Okinawa is one of the few places I’ve been in this war where our troops don’t gripe about what an awful place it is. In fact, most of the boys say they would like Okinawa if it weren’t at war with us and if the people weren’t so dirty.

The countryside itself is neat and the little farms are well kept. So far, the Okinawa climate is superb and the vistas undeniably pretty. The worst crosses to bear are the mosquitoes, fleas and the sight of the pathetic people.

Fine group of poor roads

Most of the roads on Okinawa are narrow dirt trails for small horse-drawn carts. Then there are several wider gravel roads. One man aptly described it as “an excellent network of poor roads.”

Our heavy traffic of course has played hob with the roads. Already they are tire-deep in dust and troops on the road have mask-like faces, caked with dust.

Bulldozers and scrapers are at work constantly.

I’ve mentioned before about our fear of snakes before we got here. All the booklets and literature given us ahead of time about Okinawa dwelt at length on snakes.
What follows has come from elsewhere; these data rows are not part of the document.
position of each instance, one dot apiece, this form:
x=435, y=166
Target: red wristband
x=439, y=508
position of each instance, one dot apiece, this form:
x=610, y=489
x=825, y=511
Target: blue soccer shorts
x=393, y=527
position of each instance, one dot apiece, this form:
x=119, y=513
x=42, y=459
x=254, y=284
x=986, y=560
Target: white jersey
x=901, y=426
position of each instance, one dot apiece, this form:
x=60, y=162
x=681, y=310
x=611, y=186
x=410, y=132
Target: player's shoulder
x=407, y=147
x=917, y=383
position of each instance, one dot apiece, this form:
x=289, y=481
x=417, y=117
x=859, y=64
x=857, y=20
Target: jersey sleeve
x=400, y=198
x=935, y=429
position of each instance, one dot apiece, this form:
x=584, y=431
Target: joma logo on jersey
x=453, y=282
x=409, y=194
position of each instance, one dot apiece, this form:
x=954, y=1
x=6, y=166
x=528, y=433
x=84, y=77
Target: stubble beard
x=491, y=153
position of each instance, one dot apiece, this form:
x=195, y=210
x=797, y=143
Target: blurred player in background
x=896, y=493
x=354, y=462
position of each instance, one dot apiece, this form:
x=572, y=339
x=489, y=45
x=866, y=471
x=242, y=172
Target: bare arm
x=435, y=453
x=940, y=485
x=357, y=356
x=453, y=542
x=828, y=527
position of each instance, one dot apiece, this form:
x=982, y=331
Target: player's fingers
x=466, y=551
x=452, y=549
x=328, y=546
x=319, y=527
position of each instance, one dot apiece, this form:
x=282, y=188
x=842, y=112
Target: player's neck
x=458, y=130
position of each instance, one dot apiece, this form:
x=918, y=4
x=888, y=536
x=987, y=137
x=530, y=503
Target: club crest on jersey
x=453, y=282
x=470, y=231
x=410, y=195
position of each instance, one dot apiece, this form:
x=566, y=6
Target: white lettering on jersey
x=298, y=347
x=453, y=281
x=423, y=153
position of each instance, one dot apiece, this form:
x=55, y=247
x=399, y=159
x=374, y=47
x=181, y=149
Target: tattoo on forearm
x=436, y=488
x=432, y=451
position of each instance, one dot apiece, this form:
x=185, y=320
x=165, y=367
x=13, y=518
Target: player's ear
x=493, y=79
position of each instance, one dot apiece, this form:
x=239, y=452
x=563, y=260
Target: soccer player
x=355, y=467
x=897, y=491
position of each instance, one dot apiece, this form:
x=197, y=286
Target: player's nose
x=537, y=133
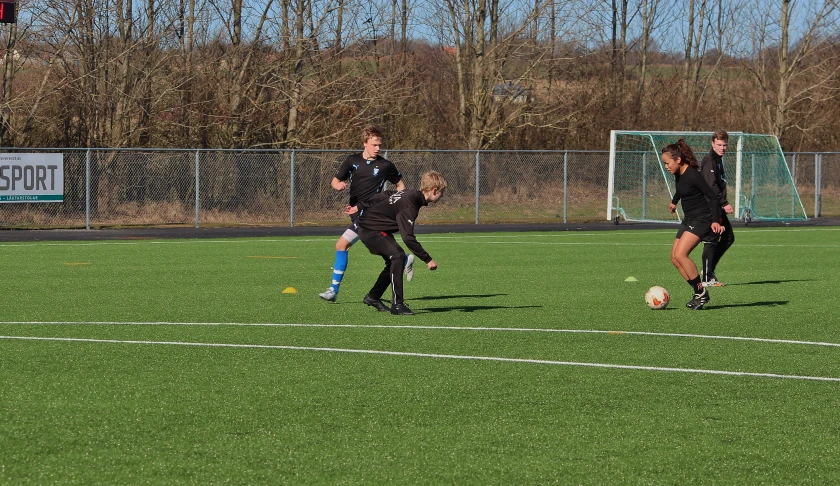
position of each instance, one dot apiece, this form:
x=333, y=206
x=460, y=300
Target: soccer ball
x=657, y=297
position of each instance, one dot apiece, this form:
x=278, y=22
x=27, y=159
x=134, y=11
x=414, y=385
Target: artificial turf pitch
x=530, y=360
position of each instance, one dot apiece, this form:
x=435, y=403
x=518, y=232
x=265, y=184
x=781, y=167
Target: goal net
x=758, y=182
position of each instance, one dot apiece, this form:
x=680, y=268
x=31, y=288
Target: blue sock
x=339, y=268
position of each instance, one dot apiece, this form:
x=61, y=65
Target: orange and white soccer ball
x=657, y=297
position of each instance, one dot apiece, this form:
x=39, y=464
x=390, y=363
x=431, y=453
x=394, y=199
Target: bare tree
x=795, y=78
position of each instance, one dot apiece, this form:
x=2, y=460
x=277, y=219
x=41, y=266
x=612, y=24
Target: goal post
x=759, y=183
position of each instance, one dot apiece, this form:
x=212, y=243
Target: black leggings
x=385, y=245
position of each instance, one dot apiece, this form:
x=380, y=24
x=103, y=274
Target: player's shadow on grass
x=473, y=308
x=766, y=282
x=465, y=296
x=769, y=303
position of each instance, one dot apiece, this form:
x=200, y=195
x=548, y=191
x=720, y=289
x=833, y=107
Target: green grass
x=128, y=391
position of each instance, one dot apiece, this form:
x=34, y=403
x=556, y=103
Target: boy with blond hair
x=383, y=215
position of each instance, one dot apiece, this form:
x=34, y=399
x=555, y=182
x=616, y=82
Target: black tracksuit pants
x=716, y=246
x=385, y=245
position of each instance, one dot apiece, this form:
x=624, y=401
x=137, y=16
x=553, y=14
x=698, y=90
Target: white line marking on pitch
x=434, y=328
x=438, y=356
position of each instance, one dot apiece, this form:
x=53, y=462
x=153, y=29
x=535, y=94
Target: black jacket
x=393, y=211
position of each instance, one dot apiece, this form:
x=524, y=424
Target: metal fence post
x=87, y=189
x=644, y=185
x=565, y=184
x=292, y=191
x=477, y=184
x=197, y=188
x=793, y=188
x=817, y=185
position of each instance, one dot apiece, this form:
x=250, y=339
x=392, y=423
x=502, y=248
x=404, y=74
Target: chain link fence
x=135, y=187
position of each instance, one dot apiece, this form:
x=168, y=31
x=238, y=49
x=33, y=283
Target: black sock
x=696, y=285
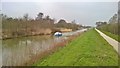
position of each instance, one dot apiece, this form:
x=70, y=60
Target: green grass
x=89, y=49
x=116, y=37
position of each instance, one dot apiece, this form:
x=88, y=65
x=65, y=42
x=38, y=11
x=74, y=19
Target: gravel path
x=110, y=40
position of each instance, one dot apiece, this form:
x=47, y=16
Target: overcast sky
x=85, y=13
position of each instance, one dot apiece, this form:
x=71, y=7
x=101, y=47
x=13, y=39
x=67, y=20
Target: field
x=89, y=49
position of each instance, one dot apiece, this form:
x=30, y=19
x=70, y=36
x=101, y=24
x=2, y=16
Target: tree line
x=111, y=26
x=25, y=26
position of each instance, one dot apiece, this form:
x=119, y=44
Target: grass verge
x=89, y=49
x=116, y=37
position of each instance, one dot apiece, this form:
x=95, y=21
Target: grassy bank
x=116, y=37
x=89, y=49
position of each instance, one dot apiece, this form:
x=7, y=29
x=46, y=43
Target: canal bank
x=88, y=49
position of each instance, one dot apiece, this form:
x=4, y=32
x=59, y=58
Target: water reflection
x=18, y=51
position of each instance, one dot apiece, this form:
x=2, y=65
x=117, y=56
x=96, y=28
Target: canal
x=19, y=51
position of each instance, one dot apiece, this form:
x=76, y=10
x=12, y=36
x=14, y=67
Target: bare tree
x=39, y=16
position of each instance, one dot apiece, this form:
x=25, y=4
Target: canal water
x=17, y=51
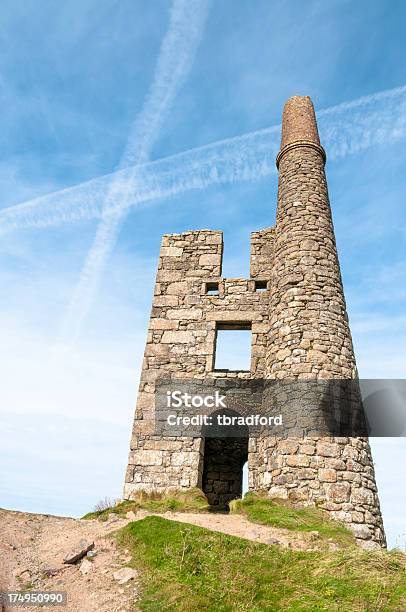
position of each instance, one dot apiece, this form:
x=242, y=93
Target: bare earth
x=34, y=545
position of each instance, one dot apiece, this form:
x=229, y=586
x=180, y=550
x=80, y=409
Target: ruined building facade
x=299, y=329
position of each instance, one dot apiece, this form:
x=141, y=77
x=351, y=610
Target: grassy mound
x=190, y=500
x=187, y=568
x=278, y=513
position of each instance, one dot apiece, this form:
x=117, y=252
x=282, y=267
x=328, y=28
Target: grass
x=190, y=500
x=188, y=569
x=278, y=513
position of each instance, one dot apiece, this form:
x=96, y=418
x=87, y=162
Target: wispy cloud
x=345, y=129
x=175, y=59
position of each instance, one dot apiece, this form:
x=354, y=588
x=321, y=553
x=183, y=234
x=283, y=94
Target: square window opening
x=261, y=285
x=233, y=347
x=212, y=288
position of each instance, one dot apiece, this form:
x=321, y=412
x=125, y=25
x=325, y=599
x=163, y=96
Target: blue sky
x=74, y=77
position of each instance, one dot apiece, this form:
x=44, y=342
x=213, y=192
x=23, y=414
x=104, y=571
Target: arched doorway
x=225, y=453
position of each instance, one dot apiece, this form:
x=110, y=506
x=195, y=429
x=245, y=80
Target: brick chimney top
x=299, y=126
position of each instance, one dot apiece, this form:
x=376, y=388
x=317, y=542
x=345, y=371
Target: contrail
x=176, y=56
x=345, y=129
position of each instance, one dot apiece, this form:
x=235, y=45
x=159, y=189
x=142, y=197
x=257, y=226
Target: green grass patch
x=190, y=500
x=187, y=568
x=278, y=513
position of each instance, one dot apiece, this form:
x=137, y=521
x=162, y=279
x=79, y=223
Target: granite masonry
x=294, y=306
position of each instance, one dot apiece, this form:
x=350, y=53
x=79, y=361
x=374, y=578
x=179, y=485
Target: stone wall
x=294, y=303
x=181, y=342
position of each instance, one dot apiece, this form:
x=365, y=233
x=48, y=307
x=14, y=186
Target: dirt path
x=33, y=546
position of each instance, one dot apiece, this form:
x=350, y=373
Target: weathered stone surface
x=78, y=552
x=299, y=331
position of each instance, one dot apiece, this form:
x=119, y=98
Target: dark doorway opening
x=224, y=459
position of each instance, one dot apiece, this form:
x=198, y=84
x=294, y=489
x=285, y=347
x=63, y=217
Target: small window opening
x=233, y=347
x=212, y=288
x=261, y=285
They told us there were three kinds of poisonous adders, all three being fatal. The booklets warned us not to wander off the main roads, not to stop under the trees or snakes would drop on us (as if you could fight a war without getting off the roads!). In some of the troop briefings, they had the Marines more scared of snakes than Japs.

Few snakes seen

Well, I’ve kept a close watch and made a lot of inquiries. And the result is that in the central part of Okinawa where we’ve been there are just practically no snakes at all.

Our troops have walked, poked, sprawled and slept on nearly every square yard of the ground. And in my regiment, for one, they have seen only two snakes.

One was found dead. The other was killed by a battalion surgeon, coiled into a gallon glass jar, and sent to the regimental command post as a souvenir. It was a vicious rattler, a type called habu.

Those are the only snakes I’ve heard of. There was a rumor that in one battalion they have caught and made pets of a couple of snakes, but I don’t believe it.

The local people sav the island was very snaky up until the middle 30s when they imported some mongooses which killed most of the snakes. But we haven’t seen any mongooses so we don’t know whether the story is true or not.

Correspondent John Lardner says his only explanation is that St. Patrick came through here once as a tourist and took all the snakes with him.